Pennsylvania nurse sentenced to life in prison after admitting she intentionally gave patients excessive doses of insulin, prosecutors say

Pennsylvania Attorney General’s Office

Former nurse Heather Pressdee was sentenced to life in prison on Thursday.



cnn

Pennsylvania nurse accused of killing Three patients in skilled nursing facilities across the state and attempted to kill 19 other people in their care pleaded guilty Thursday and were sentenced to life in prison, according to a news release from Pennsylvania Attorney General Michelle Henry.

Former nurse Heather Pressdee’s sentence includes three consecutive life sentences for the first-degree murders and 380 to 760 years of consecutive incarceration for the attempted murders, the release said.

“The defendant used her position of trust as a means to poison patients who depended on her for care,” Henry said. “This plea and sentence of life in prison will not restore the lives lost, but it will ensure that Heather Pressdee never has another opportunity to inflict more harm.”

Pressdee pleaded guilty to avoid the death penalty, her attorney Phillip DiLucente told CNN on Thursday.

Pressdee was accused of intentionally administering lethal and potentially lethal doses of medications to patients between 2020 and 2023 at five different care facilities.

Pressdee had injected insulin to patients in Allegheny, Armstrong, Butler and Westmoreland counties, according to the statement.

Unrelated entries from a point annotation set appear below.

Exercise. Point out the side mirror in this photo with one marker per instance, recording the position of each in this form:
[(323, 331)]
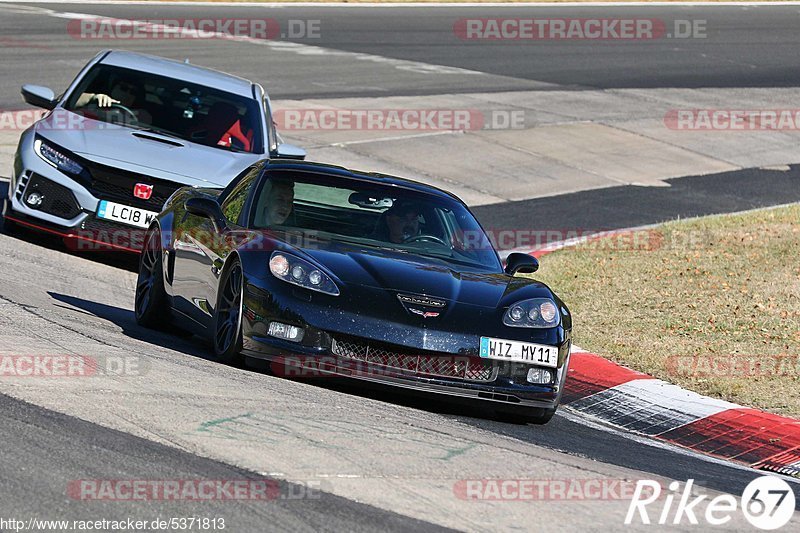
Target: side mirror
[(39, 96), (208, 208), (290, 151), (521, 263)]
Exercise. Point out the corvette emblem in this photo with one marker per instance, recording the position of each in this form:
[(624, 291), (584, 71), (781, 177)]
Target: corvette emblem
[(143, 191), (424, 314)]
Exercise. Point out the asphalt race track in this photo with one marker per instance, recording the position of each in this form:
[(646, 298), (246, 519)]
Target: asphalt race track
[(365, 460)]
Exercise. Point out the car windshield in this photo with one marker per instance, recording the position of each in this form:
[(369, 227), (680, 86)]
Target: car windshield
[(169, 106), (374, 215)]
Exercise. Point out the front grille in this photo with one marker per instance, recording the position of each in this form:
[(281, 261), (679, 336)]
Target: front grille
[(117, 186), (57, 200), (444, 365)]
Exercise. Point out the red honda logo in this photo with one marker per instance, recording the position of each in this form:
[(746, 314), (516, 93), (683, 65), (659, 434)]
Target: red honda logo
[(143, 191)]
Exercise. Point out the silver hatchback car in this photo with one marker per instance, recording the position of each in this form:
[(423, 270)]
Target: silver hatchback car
[(127, 133)]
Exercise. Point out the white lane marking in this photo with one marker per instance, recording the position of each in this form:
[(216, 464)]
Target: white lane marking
[(394, 138), (418, 67)]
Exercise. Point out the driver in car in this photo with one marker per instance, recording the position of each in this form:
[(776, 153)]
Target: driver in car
[(402, 221)]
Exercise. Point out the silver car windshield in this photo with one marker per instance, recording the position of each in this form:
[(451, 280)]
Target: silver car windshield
[(169, 106)]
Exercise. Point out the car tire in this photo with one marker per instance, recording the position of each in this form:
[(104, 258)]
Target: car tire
[(9, 226), (538, 416), (227, 333), (151, 307)]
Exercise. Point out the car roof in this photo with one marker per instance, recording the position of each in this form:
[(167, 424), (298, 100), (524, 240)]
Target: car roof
[(374, 177), (180, 70)]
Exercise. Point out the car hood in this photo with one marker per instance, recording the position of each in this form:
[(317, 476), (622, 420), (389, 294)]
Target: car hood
[(409, 274), (138, 151)]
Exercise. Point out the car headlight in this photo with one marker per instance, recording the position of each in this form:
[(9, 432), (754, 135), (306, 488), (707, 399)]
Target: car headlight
[(533, 313), (300, 272), (56, 158)]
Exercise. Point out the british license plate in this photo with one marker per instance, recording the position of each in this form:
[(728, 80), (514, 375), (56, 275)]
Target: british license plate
[(132, 216), (521, 352)]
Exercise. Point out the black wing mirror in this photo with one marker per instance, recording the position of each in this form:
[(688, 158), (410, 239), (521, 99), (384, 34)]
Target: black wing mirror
[(208, 208), (521, 263), (39, 96)]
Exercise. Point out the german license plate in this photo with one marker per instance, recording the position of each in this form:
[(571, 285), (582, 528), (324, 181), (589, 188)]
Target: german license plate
[(521, 352), (132, 216)]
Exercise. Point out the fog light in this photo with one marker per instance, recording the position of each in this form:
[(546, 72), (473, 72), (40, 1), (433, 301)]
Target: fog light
[(285, 331), (34, 199), (540, 376)]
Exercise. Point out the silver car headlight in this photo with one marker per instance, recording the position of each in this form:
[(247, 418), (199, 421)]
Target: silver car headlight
[(56, 157), (300, 272), (533, 313)]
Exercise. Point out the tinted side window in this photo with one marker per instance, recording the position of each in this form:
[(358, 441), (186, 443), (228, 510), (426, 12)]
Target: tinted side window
[(234, 202)]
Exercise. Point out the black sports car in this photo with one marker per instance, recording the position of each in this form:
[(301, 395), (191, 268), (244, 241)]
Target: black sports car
[(325, 271)]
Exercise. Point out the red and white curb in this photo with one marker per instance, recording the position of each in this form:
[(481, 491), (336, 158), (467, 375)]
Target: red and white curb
[(648, 406)]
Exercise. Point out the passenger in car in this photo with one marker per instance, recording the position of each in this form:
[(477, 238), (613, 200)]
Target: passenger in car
[(276, 206)]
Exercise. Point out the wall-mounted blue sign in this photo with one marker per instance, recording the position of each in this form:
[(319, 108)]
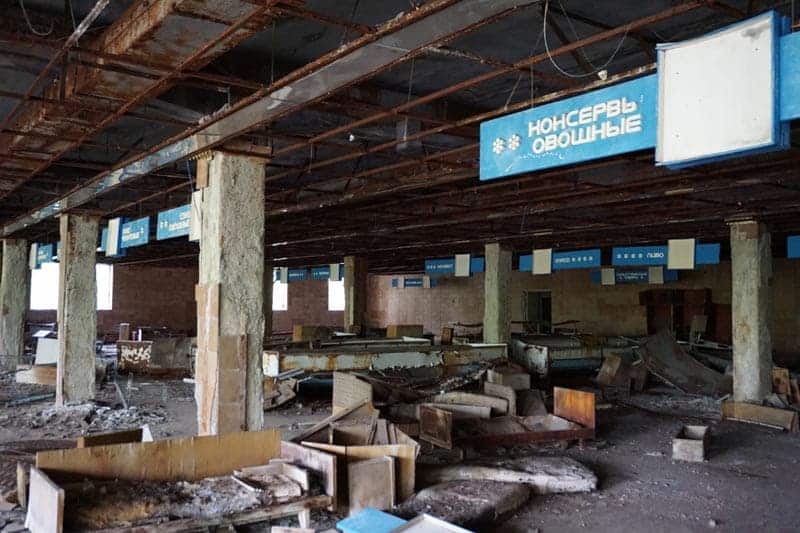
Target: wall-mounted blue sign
[(610, 121), (706, 254), (440, 267), (793, 247), (297, 274), (639, 255), (44, 254), (321, 273), (635, 275), (174, 222), (103, 237), (135, 233), (576, 259)]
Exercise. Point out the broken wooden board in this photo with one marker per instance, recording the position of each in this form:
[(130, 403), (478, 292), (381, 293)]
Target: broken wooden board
[(545, 475), (514, 377), (460, 412), (761, 415), (781, 381), (530, 403), (322, 464), (349, 390), (436, 427), (371, 483), (117, 437), (669, 362), (184, 459), (574, 405), (502, 391), (37, 375), (46, 511), (499, 406)]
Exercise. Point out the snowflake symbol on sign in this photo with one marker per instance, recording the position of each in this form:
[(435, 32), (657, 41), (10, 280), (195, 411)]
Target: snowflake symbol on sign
[(498, 146)]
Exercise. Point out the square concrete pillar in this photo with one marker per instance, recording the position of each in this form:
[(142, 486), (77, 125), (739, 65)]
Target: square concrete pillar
[(14, 293), (230, 297), (496, 314), (77, 308), (355, 294), (751, 274)]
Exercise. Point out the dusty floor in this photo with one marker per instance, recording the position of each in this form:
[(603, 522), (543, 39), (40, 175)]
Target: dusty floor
[(749, 482)]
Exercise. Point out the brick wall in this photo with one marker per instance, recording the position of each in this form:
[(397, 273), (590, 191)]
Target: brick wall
[(307, 304), (145, 296), (605, 310)]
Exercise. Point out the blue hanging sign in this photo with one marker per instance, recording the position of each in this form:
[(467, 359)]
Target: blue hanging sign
[(174, 222), (321, 273), (793, 247), (297, 274), (440, 267), (135, 233), (639, 255), (706, 254), (610, 121), (44, 254), (576, 259)]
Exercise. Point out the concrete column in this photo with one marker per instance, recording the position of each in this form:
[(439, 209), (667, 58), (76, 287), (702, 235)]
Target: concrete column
[(751, 274), (14, 297), (77, 308), (355, 294), (230, 297), (496, 315)]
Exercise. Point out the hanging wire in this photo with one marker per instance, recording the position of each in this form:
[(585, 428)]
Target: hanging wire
[(569, 74), (30, 26)]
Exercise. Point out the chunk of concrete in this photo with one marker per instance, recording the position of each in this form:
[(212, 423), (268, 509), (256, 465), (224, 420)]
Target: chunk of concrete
[(544, 475)]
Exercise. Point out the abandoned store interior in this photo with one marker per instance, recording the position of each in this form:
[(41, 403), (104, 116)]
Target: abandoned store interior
[(399, 265)]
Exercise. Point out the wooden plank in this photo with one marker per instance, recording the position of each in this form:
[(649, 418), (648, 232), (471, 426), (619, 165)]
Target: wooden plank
[(781, 382), (436, 426), (46, 509), (760, 414), (499, 406), (116, 437), (188, 459), (371, 483), (323, 465), (502, 391), (517, 379), (574, 405), (460, 412), (349, 390)]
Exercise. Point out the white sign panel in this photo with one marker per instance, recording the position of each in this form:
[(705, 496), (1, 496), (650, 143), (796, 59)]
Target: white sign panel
[(717, 94)]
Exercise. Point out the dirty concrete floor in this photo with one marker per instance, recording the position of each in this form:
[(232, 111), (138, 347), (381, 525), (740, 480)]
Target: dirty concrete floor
[(749, 482)]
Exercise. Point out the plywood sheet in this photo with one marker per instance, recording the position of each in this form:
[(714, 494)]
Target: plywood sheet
[(187, 459), (371, 483), (46, 509)]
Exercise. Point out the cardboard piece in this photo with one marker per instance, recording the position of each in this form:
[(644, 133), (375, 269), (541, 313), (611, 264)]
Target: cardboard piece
[(46, 512), (436, 426), (502, 391), (371, 484), (185, 459), (349, 390)]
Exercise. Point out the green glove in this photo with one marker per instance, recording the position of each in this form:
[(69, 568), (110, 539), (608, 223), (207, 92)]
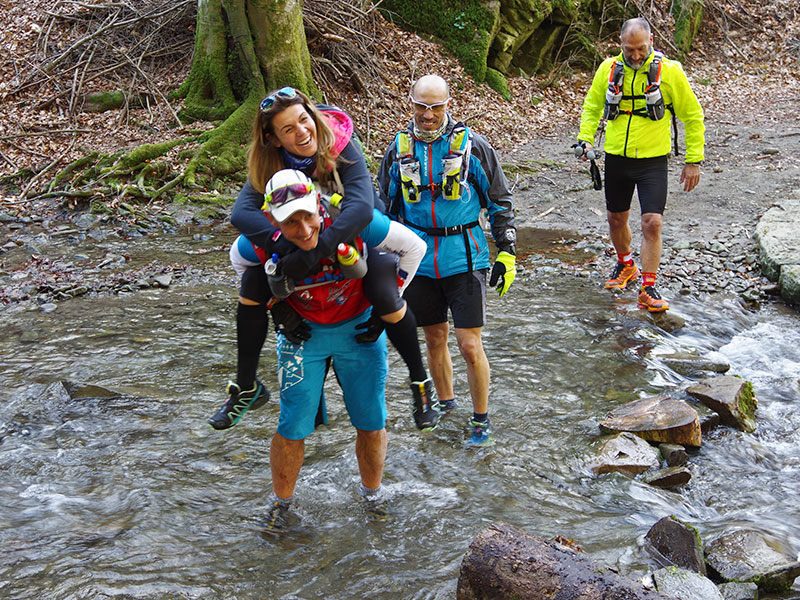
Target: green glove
[(504, 270)]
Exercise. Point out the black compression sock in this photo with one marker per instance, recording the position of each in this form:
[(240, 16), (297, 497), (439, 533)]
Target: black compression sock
[(403, 336), (251, 332)]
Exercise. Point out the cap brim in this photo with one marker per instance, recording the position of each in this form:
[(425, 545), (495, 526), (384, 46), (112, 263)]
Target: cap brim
[(287, 209)]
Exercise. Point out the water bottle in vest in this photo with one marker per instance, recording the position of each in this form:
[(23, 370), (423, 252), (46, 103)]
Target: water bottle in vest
[(280, 285), (614, 92), (351, 264), (652, 93)]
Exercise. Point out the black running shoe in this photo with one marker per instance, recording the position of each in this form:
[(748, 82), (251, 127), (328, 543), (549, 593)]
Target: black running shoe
[(237, 404), (425, 406)]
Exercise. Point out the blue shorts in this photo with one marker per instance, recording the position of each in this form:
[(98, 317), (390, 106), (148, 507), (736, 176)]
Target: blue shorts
[(360, 369)]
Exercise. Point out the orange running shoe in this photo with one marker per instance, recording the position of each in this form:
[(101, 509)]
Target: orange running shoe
[(650, 299), (621, 276)]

She was initially charged in May 2023 with murder and attempted murder after two men died and a third was hospitalized, CNN previously reported. Pressdee has been jailed since her arrest in May.

In the criminal complaint filed against the former nurse, Henry’s office said Pressdee admitted to “harming, with intent to kill” the 19 patients, whose ages ranged from 43 to 104.

He often administered insulin during short-staffed night shift hours while working the medicine cart at the facility, according to the criminal complaint.

“Pressdee often took steps to ensure that his victims expired before shift change so that they would not be sent to the hospital where his scheme could be discovered through medical tests such as C-peptide testing,” according to the criminal complaint.

“Numerous family members of the victims” gave powerful statements this week in Butler County Court, according to the attorney general’s news release, sharing the “pain and anguish caused by learning that their loved one’s death was not natural, but was caused by a criminal act.